Applies to SUSE Linux Enterprise High Availability Extension 12

13 OCFS2

Oracle Cluster File System 2 (OCFS2) is a general-purpose journaling file system that has been fully integrated since the Linux 2.6 Kernel. OCFS2 allows you to store application binary files, data files, and databases on devices on shared storage. All nodes in a cluster have concurrent read and write access to the file system. A user-space control daemon, managed via a clone resource, provides the integration with the HA stack, in particular with Corosync and the Distributed Lock Manager (DLM).

13.1 Features and Benefits

OCFS2 can be used for the following storage solutions for example:

  • General applications and workloads.

  • Xen image store in a cluster. Xen virtual machines and virtual servers can be stored on OCFS2 volumes that are mounted by cluster servers. This provides quick and easy portability of Xen virtual machines between servers.

  • LAMP (Linux, Apache, MySQL, and PHP | Perl | Python) stacks.

As a high-performance, symmetric and parallel cluster file system, OCFS2 supports the following functions:

  • An application's files are available to all nodes in the cluster. Users simply install it once on an OCFS2 volume in the cluster.

  • All nodes can concurrently read and write directly to storage via the standard file system interface, enabling easy management of applications that run across the cluster.
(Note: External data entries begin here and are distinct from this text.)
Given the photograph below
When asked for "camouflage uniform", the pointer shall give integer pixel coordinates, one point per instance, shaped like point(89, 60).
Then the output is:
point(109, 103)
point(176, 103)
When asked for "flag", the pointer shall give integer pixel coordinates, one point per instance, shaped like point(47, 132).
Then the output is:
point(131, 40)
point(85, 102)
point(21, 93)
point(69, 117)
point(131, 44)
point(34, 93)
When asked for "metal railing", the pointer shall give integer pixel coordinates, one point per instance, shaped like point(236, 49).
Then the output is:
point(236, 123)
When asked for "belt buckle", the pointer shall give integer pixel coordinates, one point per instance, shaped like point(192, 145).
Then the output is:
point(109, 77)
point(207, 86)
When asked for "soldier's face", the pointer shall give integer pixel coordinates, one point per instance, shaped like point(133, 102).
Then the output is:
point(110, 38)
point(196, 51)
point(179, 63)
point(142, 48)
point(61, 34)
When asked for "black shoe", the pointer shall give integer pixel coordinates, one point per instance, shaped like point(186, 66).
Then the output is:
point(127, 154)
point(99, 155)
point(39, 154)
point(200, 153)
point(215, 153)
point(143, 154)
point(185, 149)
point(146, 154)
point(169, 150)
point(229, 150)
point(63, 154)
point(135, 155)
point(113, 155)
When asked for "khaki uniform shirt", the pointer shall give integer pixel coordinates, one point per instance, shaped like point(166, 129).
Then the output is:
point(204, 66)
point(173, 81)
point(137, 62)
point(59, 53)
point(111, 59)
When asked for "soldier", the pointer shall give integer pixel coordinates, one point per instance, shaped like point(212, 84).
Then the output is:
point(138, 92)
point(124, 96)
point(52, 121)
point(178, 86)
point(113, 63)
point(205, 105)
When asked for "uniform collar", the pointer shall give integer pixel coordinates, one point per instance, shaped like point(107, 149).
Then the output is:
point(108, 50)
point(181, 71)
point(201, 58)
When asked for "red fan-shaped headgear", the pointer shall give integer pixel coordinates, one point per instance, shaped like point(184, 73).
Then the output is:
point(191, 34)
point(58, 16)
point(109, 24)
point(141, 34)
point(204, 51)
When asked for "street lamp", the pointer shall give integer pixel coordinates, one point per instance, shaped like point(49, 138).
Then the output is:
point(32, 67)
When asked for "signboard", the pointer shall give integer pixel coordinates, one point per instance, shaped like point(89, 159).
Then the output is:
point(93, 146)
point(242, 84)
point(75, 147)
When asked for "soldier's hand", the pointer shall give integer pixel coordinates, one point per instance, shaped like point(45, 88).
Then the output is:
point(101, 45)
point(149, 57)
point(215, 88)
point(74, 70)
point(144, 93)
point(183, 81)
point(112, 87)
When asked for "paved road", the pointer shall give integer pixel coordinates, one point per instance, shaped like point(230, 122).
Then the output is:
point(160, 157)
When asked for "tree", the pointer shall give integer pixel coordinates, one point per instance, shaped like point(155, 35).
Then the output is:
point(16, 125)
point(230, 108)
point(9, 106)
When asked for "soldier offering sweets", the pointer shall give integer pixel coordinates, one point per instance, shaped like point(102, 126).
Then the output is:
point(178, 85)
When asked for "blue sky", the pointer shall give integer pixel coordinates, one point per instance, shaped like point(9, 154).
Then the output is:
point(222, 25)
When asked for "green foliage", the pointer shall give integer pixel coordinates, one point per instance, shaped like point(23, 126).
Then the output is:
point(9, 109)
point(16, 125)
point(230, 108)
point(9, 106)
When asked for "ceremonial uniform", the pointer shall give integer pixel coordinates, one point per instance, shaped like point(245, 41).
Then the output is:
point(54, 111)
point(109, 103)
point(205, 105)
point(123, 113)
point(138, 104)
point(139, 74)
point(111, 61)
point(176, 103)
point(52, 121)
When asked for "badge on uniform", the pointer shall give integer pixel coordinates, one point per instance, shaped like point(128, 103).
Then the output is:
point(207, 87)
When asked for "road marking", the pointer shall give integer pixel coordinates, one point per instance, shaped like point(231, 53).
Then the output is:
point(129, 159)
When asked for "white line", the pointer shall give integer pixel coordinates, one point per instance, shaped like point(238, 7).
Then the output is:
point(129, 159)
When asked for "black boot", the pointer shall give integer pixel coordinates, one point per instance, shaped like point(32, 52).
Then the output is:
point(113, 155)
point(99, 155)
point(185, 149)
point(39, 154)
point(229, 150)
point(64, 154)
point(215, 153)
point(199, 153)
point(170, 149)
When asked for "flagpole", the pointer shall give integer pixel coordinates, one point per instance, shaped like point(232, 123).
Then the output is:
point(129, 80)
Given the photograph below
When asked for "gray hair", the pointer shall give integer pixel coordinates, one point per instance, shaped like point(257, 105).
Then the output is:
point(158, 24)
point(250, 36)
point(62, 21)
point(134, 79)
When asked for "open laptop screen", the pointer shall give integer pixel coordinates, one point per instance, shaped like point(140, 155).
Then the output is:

  • File access is coordinated through DLM. DLM control is good for most cases, but an application's design might limit scalability if it contends with the DLM to coordinate file access.

  • Storage backup functionality is available on all back-end storage. An image of the shared application files can be easily created, which can help provide effective disaster recovery.

OCFS2 also provides the following capabilities:

  • Metadata caching.

  • Metadata journaling.

  • Cross-node file data consistency.

  • Support for multiple-block sizes up to 4 KB, cluster sizes up to 1 MB, for a maximum volume size of 4 PB (Petabyte).

  • Support for up to 32 cluster nodes.

  • Asynchronous and direct I/O support for database files for improved database performance.

13.2 OCFS2 Packages and Management Utilities

The OCFS2 Kernel module (ocfs2) is installed automatically in the High Availability Extension on SUSE® Linux Enterprise Server 12. To use OCFS2, make sure the following packages are installed on each node in the cluster: ocfs2-tools and the matching ocfs2-kmp-* packages for your Kernel.

The ocfs2-tools package provides the following utilities for management of OFS2 volumes. For syntax information, see their man pages.

Table 13.1: OCFS2 Utilities

OCFS2 Utility

Description

debugfs.ocfs2

Examines the state of the OCFS file system for the purpose of debugging.

fsck.ocfs2

Checks the file system for errors and optionally repairs errors.

mkfs.ocfs2

Creates an OCFS2 file system on a device, usually a partition on a shared physical or logical disk.

mounted.ocfs2

Detects and lists all OCFS2 volumes on a clustered system. Detects and lists all nodes on the system that have mounted an OCFS2 device or lists all OCFS2 devices.

tunefs.ocfs2

Changes OCFS2 file system parameters, including the volume label, number of node slots, journal size for all node slots, and volume size.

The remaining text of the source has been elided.